Sunday, January 24, 2016

Rapidly Tumbling Downhill

It's been an awful couple of days. I just keep feeling worse. I'm eating way too much- taking way too many laxatives. Feeling guilty, fat, and miserable. But I just can't stand to be around people anymore. Work was awful, these past few days. We were so busy and so crowded and it took everything I have to not hurt someone. Every customer that came through my line just seemed to get deeper and deeper under my skin. And I just felt like I was gonna explode. Friday night, I kinda did explode on my bf. I was just so frustrated and his response just hurt me. Everytime I get upset, he makes sure I feel like the most invalidated person on Earth. He doesn't think I have any right to feel beaten down and tired after working extra hours on the busiest day at work.

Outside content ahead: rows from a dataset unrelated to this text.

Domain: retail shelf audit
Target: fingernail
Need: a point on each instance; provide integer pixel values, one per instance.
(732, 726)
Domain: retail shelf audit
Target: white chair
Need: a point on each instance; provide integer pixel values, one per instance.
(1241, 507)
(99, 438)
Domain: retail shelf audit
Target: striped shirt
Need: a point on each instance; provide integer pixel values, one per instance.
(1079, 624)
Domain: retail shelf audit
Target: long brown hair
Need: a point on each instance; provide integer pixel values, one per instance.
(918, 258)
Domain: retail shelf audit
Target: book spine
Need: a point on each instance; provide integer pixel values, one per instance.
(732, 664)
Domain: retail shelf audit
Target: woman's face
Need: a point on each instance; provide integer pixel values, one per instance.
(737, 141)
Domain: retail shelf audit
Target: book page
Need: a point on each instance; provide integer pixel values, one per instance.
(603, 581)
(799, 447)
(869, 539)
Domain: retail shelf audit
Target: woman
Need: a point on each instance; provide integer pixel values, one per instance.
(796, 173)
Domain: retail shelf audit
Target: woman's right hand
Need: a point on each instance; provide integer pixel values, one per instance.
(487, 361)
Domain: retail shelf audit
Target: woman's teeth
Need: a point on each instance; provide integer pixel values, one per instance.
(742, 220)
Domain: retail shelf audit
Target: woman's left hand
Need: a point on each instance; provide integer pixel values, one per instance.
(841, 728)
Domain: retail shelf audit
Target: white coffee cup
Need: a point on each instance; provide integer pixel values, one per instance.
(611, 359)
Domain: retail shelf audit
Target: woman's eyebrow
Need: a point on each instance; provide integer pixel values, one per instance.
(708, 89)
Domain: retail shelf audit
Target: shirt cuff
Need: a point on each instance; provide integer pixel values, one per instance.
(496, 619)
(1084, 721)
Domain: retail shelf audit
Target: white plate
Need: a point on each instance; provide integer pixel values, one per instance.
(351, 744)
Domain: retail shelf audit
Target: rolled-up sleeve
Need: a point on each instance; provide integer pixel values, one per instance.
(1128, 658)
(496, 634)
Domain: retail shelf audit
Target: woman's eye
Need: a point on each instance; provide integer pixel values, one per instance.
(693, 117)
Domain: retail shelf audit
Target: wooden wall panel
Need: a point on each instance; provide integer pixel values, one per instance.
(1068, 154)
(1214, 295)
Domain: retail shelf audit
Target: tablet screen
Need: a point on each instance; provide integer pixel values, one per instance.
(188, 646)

He doesn't think "it's fair to my friends for me to not wanna hang out with them" when I feel like complete shit and have nothing left in me to be nice. Oh and my favorite thing he said was a sarcastic remark about how "everything's about me". Nothing's ever about me! And I'm so tired of my feelings and my struggles not mattering. For goodness sake, I go to effing pro-ana sites for understanding and comfort, because my own friends and family seem to not care about how hard of a time I'm having. And how by being an asshole to me, am I gonna wanna hang out with you or anyone? I think I'm just giving up on people in the real world and having friends on the internet. I don't even wanna try to be nice anymore. I don't wanna try to explain myself. I don't wanna try at all.

Congratulations Society! You have lost me to my illness!